Imagem: Poetic Madness, The House on the Rock – Along the way, 2012
Terminei há pouco Deuses Americanos de Neil Gaiman, livro fantástico que me fez recuperar parte daquela sensação quando li Sandman pela primeira vez, a de entrar em contato com outros mundos, outros planos de realidade para que, apesar de estarem lá, nós não damos muita atenção. Sandman apareceu em casa como um brinde em 1992 e é impossível não achar impressionante o escopo da discussão dessa tão famosa série em quadrinhos.
Naqueles tempos ler Sandman em casa perfazia todo um ritual de imersão de que me lembro até os dias de hoje: sentar no sofá da sala, colocar alguma música instrumental light-porém-imaginativa-o-suficiente e deixar ser levado para as entranhas do Sonhar.
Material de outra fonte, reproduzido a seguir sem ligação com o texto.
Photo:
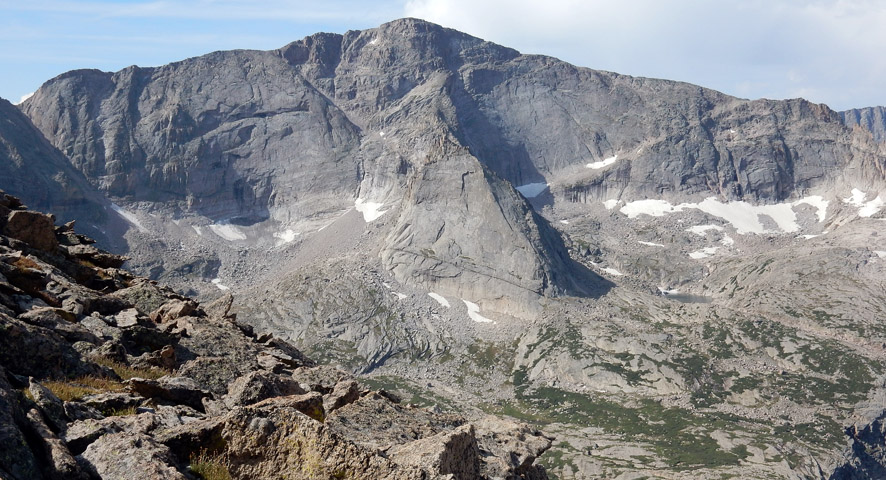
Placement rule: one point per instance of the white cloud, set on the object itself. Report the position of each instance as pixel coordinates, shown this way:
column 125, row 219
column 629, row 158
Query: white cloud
column 827, row 50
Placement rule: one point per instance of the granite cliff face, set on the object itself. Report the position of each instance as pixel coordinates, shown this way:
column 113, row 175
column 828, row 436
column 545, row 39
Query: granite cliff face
column 872, row 119
column 31, row 166
column 672, row 280
column 294, row 136
column 107, row 375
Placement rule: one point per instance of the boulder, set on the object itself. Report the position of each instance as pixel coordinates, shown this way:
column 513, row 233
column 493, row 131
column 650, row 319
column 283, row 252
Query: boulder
column 34, row 228
column 257, row 386
column 52, row 408
column 173, row 309
column 345, row 392
column 17, row 462
column 177, row 390
column 58, row 461
column 452, row 452
column 133, row 456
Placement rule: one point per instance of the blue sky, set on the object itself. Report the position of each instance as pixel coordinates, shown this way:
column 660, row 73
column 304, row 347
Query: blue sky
column 828, row 51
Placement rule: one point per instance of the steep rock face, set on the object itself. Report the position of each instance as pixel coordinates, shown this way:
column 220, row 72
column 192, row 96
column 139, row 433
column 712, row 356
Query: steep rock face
column 224, row 135
column 106, row 375
column 865, row 458
column 244, row 136
column 34, row 170
column 872, row 119
column 512, row 257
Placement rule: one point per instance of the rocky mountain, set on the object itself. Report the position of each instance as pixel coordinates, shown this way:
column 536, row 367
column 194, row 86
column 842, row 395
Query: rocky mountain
column 31, row 167
column 107, row 375
column 873, row 119
column 665, row 278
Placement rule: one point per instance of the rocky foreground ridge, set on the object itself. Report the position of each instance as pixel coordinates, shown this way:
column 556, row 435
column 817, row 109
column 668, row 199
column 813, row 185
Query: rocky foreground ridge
column 107, row 375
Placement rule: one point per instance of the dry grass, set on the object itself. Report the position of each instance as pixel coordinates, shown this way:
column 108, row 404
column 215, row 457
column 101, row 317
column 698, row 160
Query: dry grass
column 120, row 412
column 211, row 466
column 25, row 263
column 126, row 372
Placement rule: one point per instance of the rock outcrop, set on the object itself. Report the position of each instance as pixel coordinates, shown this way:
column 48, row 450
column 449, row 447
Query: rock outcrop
column 872, row 119
column 297, row 135
column 106, row 375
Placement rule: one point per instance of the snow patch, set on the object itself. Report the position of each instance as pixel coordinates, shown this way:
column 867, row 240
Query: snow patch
column 612, row 272
column 856, row 199
column 655, row 208
column 818, row 202
column 610, row 204
column 474, row 312
column 129, row 217
column 744, row 216
column 702, row 229
column 228, row 232
column 532, row 190
column 25, row 97
column 370, row 210
column 604, row 163
column 285, row 237
column 870, row 208
column 865, row 209
column 703, row 253
column 440, row 299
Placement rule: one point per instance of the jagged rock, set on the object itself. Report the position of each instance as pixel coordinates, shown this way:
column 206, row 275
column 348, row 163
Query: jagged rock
column 221, row 307
column 78, row 411
column 95, row 256
column 872, row 119
column 172, row 310
column 181, row 390
column 286, row 353
column 257, row 386
column 59, row 461
column 144, row 295
column 126, row 318
column 61, row 322
column 345, row 392
column 266, row 424
column 322, row 378
column 447, row 453
column 38, row 352
column 164, row 358
column 511, row 448
column 52, row 408
column 285, row 443
column 311, row 404
column 110, row 350
column 34, row 228
column 112, row 401
column 17, row 462
column 131, row 455
column 865, row 458
column 375, row 422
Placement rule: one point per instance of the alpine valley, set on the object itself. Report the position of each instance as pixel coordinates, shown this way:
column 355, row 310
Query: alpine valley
column 668, row 281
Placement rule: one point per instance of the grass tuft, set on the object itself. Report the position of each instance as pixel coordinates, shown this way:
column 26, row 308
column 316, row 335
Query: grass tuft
column 126, row 372
column 210, row 466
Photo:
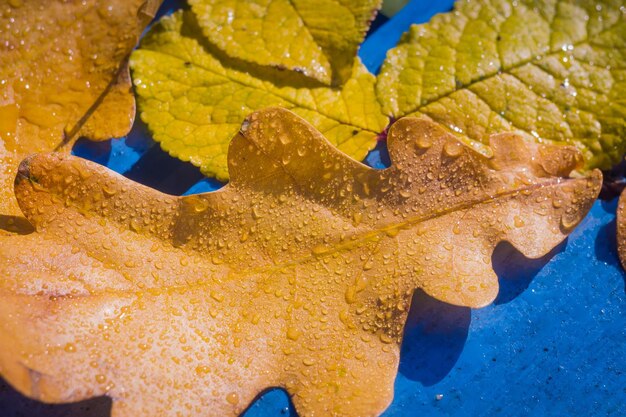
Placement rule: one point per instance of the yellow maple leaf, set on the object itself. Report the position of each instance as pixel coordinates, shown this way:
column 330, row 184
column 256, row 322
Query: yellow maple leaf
column 297, row 274
column 317, row 38
column 64, row 75
column 194, row 99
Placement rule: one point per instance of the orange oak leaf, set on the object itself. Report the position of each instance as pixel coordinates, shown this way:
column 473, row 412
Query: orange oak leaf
column 63, row 74
column 297, row 274
column 621, row 229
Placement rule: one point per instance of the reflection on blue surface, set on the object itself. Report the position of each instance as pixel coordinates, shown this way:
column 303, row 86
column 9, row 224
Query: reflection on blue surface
column 553, row 343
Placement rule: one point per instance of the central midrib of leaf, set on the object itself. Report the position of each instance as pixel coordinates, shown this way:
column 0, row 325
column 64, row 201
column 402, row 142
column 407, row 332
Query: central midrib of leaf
column 507, row 71
column 373, row 235
column 286, row 99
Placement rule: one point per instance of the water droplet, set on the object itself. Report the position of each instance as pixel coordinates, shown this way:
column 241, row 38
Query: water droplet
column 452, row 148
column 232, row 398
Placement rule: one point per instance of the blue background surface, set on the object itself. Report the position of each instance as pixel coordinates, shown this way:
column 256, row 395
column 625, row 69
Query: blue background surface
column 553, row 343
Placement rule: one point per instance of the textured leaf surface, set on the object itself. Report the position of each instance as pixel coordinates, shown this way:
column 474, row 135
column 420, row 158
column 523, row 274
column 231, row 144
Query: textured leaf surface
column 63, row 74
column 194, row 98
column 621, row 229
column 298, row 273
column 317, row 38
column 553, row 70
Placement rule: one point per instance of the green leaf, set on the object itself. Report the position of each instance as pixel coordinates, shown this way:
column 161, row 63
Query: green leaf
column 319, row 39
column 552, row 70
column 194, row 98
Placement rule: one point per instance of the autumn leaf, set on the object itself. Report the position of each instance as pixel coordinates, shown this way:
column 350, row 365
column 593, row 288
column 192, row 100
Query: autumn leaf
column 64, row 75
column 319, row 39
column 297, row 274
column 551, row 70
column 194, row 98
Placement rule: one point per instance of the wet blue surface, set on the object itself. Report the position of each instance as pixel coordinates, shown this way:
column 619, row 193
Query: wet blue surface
column 553, row 343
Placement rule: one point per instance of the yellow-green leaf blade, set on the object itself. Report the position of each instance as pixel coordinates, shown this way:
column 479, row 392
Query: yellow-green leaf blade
column 194, row 99
column 319, row 39
column 553, row 70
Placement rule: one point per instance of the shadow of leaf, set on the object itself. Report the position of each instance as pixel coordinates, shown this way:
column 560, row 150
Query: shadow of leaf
column 14, row 404
column 515, row 271
column 434, row 337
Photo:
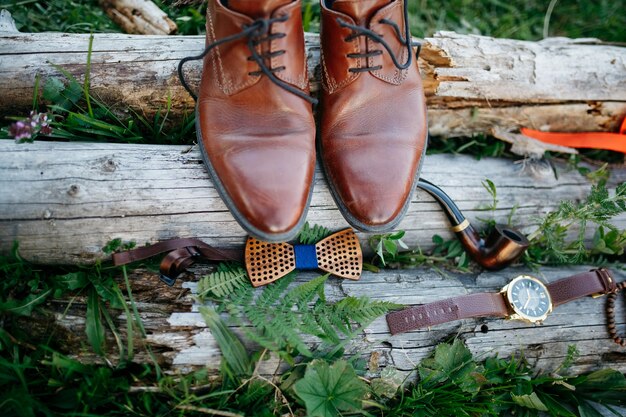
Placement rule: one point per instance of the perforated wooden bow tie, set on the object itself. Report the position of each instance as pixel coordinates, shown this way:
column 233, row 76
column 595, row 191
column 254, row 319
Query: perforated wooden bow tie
column 339, row 254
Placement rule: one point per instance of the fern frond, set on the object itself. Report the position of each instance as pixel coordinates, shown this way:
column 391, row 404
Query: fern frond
column 232, row 349
column 303, row 294
column 311, row 235
column 274, row 291
column 362, row 310
column 224, row 281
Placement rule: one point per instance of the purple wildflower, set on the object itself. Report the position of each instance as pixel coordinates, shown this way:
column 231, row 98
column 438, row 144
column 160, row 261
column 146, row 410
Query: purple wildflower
column 26, row 130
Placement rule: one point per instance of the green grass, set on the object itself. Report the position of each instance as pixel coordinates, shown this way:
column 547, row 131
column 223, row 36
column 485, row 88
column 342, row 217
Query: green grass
column 603, row 19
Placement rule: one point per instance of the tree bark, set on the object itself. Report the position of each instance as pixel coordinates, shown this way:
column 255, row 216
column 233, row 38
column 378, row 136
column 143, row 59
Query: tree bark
column 141, row 17
column 64, row 201
column 181, row 341
column 472, row 83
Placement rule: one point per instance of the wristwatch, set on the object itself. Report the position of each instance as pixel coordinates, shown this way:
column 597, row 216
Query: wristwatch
column 525, row 298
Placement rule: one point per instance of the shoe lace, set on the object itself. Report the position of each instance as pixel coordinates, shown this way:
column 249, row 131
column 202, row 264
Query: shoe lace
column 405, row 39
column 257, row 32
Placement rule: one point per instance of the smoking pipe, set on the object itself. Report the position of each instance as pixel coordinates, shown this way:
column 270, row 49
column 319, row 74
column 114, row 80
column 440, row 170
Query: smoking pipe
column 503, row 246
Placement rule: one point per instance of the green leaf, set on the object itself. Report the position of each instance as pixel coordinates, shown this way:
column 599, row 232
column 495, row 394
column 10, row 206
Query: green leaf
column 224, row 281
column 391, row 247
column 531, row 401
column 451, row 361
column 490, row 187
column 72, row 280
column 25, row 306
column 233, row 351
column 586, row 410
column 310, row 235
column 328, row 390
column 93, row 325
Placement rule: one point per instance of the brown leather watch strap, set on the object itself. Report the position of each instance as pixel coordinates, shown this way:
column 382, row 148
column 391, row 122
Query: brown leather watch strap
column 467, row 306
column 596, row 281
column 183, row 253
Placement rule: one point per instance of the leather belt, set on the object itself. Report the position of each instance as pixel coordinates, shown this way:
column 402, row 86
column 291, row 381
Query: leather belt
column 183, row 253
column 597, row 281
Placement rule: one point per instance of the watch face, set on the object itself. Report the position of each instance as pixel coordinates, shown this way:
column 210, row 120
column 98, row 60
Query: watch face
column 529, row 298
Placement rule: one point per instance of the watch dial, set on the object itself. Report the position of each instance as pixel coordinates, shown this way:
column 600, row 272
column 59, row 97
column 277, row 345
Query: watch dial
column 530, row 298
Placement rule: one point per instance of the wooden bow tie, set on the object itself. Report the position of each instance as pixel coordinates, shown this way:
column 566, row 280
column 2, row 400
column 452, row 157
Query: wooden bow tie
column 339, row 254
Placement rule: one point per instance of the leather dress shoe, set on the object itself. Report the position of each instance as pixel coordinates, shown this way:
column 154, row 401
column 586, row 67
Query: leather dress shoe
column 373, row 113
column 254, row 117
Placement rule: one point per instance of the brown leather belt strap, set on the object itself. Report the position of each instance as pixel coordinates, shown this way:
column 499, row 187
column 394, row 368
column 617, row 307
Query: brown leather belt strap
column 467, row 306
column 183, row 253
column 596, row 281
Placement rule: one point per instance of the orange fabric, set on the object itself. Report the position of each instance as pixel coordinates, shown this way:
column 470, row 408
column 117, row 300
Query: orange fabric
column 594, row 140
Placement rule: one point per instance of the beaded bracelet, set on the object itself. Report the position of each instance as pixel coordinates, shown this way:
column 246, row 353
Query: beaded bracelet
column 610, row 314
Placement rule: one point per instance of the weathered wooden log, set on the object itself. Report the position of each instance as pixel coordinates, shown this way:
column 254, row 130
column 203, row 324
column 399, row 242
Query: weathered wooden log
column 180, row 340
column 141, row 17
column 473, row 83
column 64, row 201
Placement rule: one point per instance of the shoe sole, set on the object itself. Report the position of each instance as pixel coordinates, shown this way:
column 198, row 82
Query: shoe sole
column 243, row 222
column 387, row 227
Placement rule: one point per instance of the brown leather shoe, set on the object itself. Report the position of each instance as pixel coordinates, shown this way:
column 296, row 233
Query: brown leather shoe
column 254, row 116
column 373, row 112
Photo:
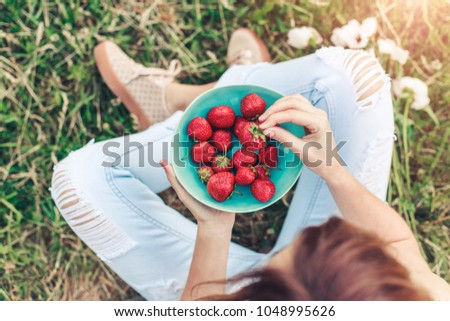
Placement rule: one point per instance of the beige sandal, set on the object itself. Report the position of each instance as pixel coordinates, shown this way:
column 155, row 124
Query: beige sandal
column 141, row 89
column 246, row 48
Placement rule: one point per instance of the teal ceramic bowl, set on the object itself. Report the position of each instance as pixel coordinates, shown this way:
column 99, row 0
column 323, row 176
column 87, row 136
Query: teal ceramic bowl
column 284, row 177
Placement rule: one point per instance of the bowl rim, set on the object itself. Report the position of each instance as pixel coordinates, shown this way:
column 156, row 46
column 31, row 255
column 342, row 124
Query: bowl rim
column 186, row 186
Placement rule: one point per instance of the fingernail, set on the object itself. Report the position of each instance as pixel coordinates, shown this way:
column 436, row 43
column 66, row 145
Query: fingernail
column 163, row 163
column 268, row 132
As músicas do Pat Metheny Group me seguiram por quase todo esse tempo de leitura, sendo hoje indissociável, pelo menos pra mim, a maluquice arrumadinha do guitarrista com o Sonho.
Aqui no Japão, tem sido complicado conseguir esse mesmo ambiente de imersão. As pessoas vêm e vão a todo momento, os metrôs-chikatetsu estão lotados, os cafés-kissaten abarrotados, o relógio não para… pessoas lendo o tempo todo, todas elas nos celulares-keitaidenwa, iPhones, tablets, iPads e afins, absorvidas por uma energia sagrada oriunda de tantos aparelhos aos quais eu mesmo me tornei devoto.
Imagem: American Gods, nelsonpray, 2010
Passei a ler Deuses Americanos como eles, na correria e zum zum zum de um metrô que não fala a minha língua, nos trens que se embrenham no país como artérias vitais, nos cafés que tocam outras músicas, se bebe um café-ko-hi- diferente do meu e as pessoas conversam sobre outras coisas. Pouco a pouco o Pat Metheny Group tocando nos meus ouvidos deixou de fazer sentido e, ao invés de me ajudar no mergulho literário, estava é me atrapalhando.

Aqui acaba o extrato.